A Sense of Belonging looks for and strengthens connections: to the children’s
lives, to other schools, to the local community and to bigger global
issues. It involves the children in active and real decision making about
management of the river and the positive role they can have in effecting
change and awareness in their communities.
Working with stories
The river and our lives are full of stories. It is the stories that
connect us to our communities and to the place itself. The project will
work with the stories brought by the river:
- The story of its people past and present.
- The story of its creatures, like the salmon and the otter.
- The story of the rock or water droplet.
- The story of our adventures to meet it.
- The stories that are our imaginings stimulated by the river.

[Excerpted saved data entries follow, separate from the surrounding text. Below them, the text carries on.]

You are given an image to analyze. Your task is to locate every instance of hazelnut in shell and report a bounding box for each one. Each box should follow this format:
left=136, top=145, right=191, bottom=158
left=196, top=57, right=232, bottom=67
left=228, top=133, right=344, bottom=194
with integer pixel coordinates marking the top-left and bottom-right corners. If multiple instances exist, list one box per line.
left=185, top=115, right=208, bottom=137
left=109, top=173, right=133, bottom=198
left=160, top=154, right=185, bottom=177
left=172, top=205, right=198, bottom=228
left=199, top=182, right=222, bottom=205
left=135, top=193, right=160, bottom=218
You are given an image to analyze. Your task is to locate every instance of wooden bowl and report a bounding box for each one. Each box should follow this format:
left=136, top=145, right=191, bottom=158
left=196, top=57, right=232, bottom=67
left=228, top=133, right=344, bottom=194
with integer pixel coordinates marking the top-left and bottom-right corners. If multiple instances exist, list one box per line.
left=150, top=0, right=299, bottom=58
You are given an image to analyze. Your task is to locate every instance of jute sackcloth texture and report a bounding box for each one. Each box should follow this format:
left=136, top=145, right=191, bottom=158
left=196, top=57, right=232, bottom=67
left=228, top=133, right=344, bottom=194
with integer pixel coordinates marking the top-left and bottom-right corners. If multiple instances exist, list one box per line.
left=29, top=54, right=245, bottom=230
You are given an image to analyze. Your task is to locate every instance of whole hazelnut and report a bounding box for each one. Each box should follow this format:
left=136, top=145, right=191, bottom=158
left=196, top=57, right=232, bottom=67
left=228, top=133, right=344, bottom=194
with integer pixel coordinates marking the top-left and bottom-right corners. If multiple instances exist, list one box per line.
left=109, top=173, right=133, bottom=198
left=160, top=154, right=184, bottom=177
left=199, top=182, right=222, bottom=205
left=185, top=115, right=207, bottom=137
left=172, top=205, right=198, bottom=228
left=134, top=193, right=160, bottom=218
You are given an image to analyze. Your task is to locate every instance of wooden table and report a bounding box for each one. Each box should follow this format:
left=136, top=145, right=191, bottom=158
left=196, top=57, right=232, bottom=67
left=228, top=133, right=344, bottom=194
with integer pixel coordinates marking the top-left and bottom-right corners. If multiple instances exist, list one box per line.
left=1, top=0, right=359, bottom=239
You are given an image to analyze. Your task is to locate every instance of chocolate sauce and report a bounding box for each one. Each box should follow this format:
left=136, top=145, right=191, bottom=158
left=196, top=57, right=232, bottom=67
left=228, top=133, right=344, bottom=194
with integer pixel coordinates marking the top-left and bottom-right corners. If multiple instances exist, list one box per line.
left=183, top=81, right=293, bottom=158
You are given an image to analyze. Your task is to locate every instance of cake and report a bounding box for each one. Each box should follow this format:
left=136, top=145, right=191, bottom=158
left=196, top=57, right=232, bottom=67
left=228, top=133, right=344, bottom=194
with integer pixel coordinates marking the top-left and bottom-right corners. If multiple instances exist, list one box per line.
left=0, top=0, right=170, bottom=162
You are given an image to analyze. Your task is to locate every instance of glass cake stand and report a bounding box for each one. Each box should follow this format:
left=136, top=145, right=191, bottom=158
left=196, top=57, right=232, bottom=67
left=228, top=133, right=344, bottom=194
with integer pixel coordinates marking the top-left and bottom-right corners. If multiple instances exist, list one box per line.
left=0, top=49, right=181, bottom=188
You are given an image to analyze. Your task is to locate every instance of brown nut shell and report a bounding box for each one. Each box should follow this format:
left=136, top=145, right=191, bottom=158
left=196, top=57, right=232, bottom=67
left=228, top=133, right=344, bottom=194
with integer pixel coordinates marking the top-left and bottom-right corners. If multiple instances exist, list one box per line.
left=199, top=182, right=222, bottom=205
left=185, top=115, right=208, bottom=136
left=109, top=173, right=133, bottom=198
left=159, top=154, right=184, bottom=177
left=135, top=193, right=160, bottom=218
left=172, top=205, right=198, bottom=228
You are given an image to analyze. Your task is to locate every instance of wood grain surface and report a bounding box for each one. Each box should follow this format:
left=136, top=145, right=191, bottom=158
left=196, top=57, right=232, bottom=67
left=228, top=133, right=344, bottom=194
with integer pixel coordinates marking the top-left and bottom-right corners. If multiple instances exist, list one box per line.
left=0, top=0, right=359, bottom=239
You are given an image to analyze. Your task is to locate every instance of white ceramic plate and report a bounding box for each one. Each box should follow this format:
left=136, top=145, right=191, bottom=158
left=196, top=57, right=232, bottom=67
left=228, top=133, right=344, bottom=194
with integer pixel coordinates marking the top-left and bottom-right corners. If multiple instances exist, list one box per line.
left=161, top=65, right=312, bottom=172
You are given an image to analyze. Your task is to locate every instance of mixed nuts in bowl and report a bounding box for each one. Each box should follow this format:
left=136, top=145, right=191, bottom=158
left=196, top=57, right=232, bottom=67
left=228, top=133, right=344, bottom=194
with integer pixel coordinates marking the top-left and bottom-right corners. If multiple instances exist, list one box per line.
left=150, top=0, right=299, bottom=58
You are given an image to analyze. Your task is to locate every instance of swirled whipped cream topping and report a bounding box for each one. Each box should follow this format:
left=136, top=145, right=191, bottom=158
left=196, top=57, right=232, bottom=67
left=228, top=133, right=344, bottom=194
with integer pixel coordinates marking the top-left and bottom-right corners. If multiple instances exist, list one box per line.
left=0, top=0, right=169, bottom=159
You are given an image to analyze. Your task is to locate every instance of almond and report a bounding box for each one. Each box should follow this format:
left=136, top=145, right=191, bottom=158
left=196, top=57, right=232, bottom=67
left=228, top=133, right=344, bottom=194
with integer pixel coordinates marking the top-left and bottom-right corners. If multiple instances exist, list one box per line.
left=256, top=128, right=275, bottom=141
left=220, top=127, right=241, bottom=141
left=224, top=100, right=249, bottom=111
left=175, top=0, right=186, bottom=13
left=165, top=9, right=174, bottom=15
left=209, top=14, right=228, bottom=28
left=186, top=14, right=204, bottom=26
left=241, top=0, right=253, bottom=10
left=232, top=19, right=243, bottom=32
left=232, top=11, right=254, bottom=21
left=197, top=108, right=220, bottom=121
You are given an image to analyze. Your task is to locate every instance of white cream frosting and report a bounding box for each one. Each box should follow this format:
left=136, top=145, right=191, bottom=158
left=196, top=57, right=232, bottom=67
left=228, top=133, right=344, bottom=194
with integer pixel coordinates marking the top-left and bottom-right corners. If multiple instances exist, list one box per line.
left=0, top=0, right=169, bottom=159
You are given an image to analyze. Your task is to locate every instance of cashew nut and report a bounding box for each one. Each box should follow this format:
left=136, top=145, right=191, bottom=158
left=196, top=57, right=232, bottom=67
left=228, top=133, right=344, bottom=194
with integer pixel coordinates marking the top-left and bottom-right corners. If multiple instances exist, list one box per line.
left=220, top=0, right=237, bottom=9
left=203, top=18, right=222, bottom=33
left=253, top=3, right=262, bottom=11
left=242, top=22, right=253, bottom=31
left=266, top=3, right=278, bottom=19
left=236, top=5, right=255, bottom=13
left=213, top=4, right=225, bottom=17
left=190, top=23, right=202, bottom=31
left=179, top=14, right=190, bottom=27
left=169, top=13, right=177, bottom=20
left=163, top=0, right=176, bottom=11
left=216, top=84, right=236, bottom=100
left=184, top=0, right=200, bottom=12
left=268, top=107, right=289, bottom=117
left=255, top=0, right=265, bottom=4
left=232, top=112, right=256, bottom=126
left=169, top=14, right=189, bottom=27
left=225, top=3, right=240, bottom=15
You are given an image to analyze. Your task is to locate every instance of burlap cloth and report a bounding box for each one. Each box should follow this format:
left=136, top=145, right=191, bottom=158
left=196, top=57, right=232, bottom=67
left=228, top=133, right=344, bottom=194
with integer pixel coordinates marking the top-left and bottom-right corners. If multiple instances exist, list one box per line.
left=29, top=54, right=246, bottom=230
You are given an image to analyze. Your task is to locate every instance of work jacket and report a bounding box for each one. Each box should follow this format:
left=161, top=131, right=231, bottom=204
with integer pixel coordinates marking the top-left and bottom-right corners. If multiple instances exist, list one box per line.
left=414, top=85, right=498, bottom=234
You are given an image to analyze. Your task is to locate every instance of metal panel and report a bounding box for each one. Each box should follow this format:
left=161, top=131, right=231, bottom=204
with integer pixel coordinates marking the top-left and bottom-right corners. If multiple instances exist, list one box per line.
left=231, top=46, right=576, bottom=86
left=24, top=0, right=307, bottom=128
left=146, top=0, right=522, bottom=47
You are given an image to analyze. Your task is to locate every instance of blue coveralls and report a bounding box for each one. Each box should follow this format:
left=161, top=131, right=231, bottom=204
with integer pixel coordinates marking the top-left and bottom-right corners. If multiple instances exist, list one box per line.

- Its legends and folktales;
These stories may be explored or communicated by the spoken word, by
dance, by making, by song, by music.
Project approaches
Being outdoors
Creating the opportunity for children to have the experience of being
out of doors regularly allows a shift in awareness and perception, to
tune into the essence of their local environments. This is crucial especially
where children seldom leave the place where they live. Being able to
connect to the local environment needs careful facilitation through such
activities as storywalks, guided discovery, creative investigations.
Cultivating a sense of wonder about the things found on their doorstep.
Identifying with a creature or story
Having
an interest in a key animal, such as the salmon, is a very effective
way of engaging children. It becomes something the children can identify
with, connecting both the local and the global. With creatures such
as a salmon or a kittiwake, investigations of their journeying and
sense of home become rich metaphors to be explored for us as humans
for animals and for the river itself. These journeys make the geography
of the river and the world more real.
Decision making and linking with the local community
It
is important that the children see that their work is valued, so an important
element of the project will be to engage the children as citizen scientists,
talking to local people, knowledgeable specialists, making management
decisions over areas of their environment, whether in the school garden
or on a stretch of riverbank.
Connections and communications
An important element
of the project will be to connect the schools along the river. This may
be done with visits, sharings, boat journeys, messages in bottles, interlinking
stories, tracing the path and behaviour of the salmon or the otter.
Connections may also be made abroad with countries
that are affected by or affect the river, for example Greenland, where
the salmon migrate to or central Africa, where many of the birds migrate.